A couple of interesting reports came out this week.
According to a report from Forrester, covered on DestinationCRM.com, e-commerce now makes up 11% of all B2B sales in the United States. "We're seeing significant channel shift," said Andy Hoar, vice president and principal analyst serving e-business and channel strategy professionals at Forrester.
"People who used to buy offline... are now actually making those purchases in an online environment... When you're talking to a human, there's only so much that person knows. Online, you can go from site to site, you can do searches, companies can use algorithms to make recommendations, your order history is right there in front of you."
Other highlights from the report:
B2B companies still need to become more digitally savvy. "Companies need to future-model B2B buyer behavior and perform forward-looking SWOT (strengths, weaknesses, opportunities, and threats) analyses. They should also work with partners and industry experts to develop customer-focused processes, cultivate expertise with technologies designed to engage with B2B customers in real time, and shift their selling channels from legacy, offline-first models to ones that align with the expectations of... buyers."
There are three parts to the B2B e-commerce life cycle: the research phase, where customers decide what to buy; the actual purchase; and then the post-transaction servicing phase. "Some people would argue there's a fourth one, which is you'll tell people about it [through social media]," Hoar said.

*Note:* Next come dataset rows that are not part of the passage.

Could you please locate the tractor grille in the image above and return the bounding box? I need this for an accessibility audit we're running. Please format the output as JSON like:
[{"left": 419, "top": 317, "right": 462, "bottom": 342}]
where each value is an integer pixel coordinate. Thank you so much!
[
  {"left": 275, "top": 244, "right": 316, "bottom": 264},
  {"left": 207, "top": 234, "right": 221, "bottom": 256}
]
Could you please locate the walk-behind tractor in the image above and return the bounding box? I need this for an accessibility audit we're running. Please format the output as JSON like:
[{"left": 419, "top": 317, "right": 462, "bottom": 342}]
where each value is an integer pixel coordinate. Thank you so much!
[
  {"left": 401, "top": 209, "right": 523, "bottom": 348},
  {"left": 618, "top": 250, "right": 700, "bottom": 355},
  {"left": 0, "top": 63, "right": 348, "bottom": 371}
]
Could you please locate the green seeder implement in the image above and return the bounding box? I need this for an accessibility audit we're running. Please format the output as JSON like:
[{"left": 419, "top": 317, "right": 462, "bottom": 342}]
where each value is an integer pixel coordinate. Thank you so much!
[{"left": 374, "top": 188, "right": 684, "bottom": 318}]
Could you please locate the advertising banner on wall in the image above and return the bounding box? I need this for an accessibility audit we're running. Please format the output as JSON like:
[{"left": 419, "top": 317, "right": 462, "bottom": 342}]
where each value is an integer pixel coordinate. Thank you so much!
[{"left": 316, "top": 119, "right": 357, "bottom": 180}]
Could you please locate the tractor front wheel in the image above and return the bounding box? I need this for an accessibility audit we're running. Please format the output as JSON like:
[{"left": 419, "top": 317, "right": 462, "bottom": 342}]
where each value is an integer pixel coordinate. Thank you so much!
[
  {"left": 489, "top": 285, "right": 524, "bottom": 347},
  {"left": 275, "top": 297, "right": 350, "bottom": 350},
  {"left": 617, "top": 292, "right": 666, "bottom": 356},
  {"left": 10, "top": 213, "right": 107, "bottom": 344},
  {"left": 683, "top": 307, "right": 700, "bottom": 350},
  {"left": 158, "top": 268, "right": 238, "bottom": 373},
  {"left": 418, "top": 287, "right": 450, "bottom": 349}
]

Data and analytics experts will be front and center. As data becomes a bigger resource for content producers—both in the topics they cover and for the stories themselves—data experts will be needed to work with the content producers. Randall-Reilly and Money-Media are two SIIA member publishers I've spoken with where data experts assist editorial.
The IT Factor in Security Is Humans
The other report is titled, Human Factor in IT Security: How Employees are Making Businesses Vulnerable from Within and was conducted by B2B International and commissioned by Kaspersky. According to the report and an article on BizTech, in 46% of cybersecurity incidents in the last year, careless or uninformed staff have contributed to the attack.
Almost half of companies with 1 to 49 employees say they feel unprotected from inappropriate IT use by employees. The number falls slightly for companies with 50 to 99 employees. Although Kaspersky obviously has an interest in pushing these results, there are still some good lessons:
Emphasize to staff that blame will not be assessed. Not surprisingly, the biggest problem is that employees hide IT security incidents in 40% of businesses worldwide.
Find outside solutions. "Relying solely on employees' vigilance and their ability to report incidents when they happen is not enough, as the risks concerning both human factors and attack sophistication are doubling," the report states. Use dedicated solutions and technologies that automate system monitoring and reduce the chances of error or irresponsibility.
Train staff. It raises awareness and motivates people to pay attention to cyberthreats and countermeasures even if they are not part of their specific job responsibilities.
Put out reminders. Installing updates, ensuring that anti-malware protection is on, and managing personal passwords properly shouldn't always be at the bottom of an employee's to-do list.
Be careful of what the report calls BYOD – Bring Your Own Device. "Essentially, the more a device is taken outside of the work environment, the more at risk it (and your data) is."
Recognize that policies cannot cover all the risks. Staff doesn't always follow policies to the letter. It is only through educating them about the importance of working safely, that businesses can help to mitigate the risk of this particular attack vector, and safeguard data.